(6/47)メガネってなんなんです?

 そんな訳で俺はのんびり歩いてギルドへと向かっている。

 そんな訳ってどんな訳だよって話だけど、そんなに深い訳なんかない。

 朝食を食べながらギルドへ行ってIDカードを作ることをシャーロットに勧められただけだ。

 デズリー初心者の俺としては、それはもうその言葉に従うだけだし。

 ギルドというところは役所でもあり食堂でもあり仕事斡旋所でもあるらしい。

 しかし朝飯も美味かった。

 天然ものじゃないですがと出された『パンパン』。

 あとはベーコンやらスクランブルエッグやらサラダやら。

 ちなみに『パンパン』とやらは、ほぼ100%、いわゆるパン。っていうか違いがわからなかかった。

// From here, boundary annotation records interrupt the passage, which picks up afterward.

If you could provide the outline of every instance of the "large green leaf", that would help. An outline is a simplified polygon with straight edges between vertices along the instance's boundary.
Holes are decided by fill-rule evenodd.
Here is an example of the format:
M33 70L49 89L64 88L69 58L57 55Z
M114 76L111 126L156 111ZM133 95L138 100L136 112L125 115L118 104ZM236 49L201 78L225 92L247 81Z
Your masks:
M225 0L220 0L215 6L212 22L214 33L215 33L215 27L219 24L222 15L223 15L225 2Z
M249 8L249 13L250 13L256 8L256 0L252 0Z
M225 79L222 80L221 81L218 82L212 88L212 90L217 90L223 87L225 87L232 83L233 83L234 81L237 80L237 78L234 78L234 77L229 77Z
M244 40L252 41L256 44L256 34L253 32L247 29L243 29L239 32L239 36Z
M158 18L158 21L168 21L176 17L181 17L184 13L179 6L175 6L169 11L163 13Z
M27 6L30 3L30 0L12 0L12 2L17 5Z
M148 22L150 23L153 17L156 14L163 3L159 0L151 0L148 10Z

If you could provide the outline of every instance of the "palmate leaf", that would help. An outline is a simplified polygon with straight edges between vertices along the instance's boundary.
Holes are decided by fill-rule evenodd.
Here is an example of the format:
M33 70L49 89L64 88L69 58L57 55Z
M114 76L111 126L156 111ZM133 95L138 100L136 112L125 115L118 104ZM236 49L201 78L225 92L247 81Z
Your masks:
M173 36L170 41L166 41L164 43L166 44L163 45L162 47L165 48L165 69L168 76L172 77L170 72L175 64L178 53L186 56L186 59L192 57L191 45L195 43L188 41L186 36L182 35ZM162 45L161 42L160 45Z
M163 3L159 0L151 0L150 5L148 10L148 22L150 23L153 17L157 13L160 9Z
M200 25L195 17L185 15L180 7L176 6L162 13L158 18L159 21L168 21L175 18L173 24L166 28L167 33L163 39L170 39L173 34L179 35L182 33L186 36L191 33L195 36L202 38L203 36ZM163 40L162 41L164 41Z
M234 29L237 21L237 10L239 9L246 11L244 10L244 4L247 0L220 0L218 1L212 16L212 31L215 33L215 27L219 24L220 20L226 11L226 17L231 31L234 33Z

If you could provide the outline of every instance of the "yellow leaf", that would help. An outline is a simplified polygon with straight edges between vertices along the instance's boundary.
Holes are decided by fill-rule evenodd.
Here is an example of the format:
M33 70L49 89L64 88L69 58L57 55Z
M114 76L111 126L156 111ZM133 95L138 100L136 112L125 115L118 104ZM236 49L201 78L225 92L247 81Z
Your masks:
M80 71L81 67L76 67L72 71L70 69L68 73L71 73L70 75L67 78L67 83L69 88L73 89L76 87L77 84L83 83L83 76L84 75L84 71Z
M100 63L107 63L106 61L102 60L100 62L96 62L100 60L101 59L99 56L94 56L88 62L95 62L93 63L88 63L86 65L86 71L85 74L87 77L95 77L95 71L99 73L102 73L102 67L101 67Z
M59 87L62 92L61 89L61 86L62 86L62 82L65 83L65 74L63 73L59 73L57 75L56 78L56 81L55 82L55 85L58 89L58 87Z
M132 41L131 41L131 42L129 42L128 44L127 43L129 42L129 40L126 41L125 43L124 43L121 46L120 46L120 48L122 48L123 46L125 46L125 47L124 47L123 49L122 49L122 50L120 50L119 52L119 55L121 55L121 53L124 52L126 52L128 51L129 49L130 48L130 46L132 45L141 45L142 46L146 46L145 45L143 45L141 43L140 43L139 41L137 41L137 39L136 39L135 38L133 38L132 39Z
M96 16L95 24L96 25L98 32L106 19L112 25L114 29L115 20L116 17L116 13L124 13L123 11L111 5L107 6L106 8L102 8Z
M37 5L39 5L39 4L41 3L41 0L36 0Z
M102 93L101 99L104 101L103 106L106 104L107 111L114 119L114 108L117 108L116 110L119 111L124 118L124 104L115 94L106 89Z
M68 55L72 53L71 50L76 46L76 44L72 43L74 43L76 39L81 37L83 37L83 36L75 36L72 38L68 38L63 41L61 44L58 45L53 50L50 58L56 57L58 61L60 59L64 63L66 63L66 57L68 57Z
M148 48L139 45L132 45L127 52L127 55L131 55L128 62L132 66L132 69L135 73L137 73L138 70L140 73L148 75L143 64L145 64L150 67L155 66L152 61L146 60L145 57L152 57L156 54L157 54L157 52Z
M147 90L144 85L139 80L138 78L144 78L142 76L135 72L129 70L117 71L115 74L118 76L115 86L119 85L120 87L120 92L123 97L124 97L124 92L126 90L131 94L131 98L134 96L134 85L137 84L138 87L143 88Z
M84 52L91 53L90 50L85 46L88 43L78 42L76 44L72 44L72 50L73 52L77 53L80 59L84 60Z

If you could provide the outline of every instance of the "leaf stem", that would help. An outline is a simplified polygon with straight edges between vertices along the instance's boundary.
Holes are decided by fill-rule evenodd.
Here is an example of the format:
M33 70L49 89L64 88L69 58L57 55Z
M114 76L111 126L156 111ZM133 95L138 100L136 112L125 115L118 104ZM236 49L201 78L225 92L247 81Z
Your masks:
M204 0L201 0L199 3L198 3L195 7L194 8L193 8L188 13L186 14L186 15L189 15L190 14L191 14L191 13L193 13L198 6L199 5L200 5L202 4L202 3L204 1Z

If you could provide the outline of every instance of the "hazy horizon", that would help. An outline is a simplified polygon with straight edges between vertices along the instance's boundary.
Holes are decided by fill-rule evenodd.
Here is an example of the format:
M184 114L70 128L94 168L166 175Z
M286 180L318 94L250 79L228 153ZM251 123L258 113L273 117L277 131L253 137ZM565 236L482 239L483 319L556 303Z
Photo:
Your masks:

 それにしてもシャーロットは本当に料理が上手いなと思う。

 そうそう、何で一緒のベッドだったかというと、

「カイさぁん……」

 的な甘い声に誘われて、お互いにじりにじり近寄って……。

 そっと手をまわしてアレを脱がして、露わになったアレを優しく包み込む。

 自然とアレがああなっているけど、もっとアレをああするとアレがあんなになって、堪えきれずにアレとアレをあんなことして、すると更にアレがああなって……。

 ……ということは全くなく。

 っていうか経験のない俺なので何を言ってるのか全く分からないし。

 結局、やっぱりというか、普通に俺が酔いつぶれてしまったらしい。

 なので、シャーロットが自分の寝室まで運んでくれたのだ。

 無理やりとかじゃなくてほっとしているが、いいムードとかでもなくて残念だ。

 シャーロットって本当に良い娘だよなあ。

 それに、あのフェロモン……。

 くぅ~っ!

 なんて甘い思いで歩いていると何かにぶつかった。

「痛い!何よあんた!コトンボォ?」

「あ、すみません」

 いかん、いかん。

 素敵な妄想に真剣に入りこもうとしていたらぼうっとしていた。

 足元を見ると、毛布(?)を抱えた、ひらひらの服をまとった、赤い髪をツインテールにした小柄な女の子を転ばせてしまっていた。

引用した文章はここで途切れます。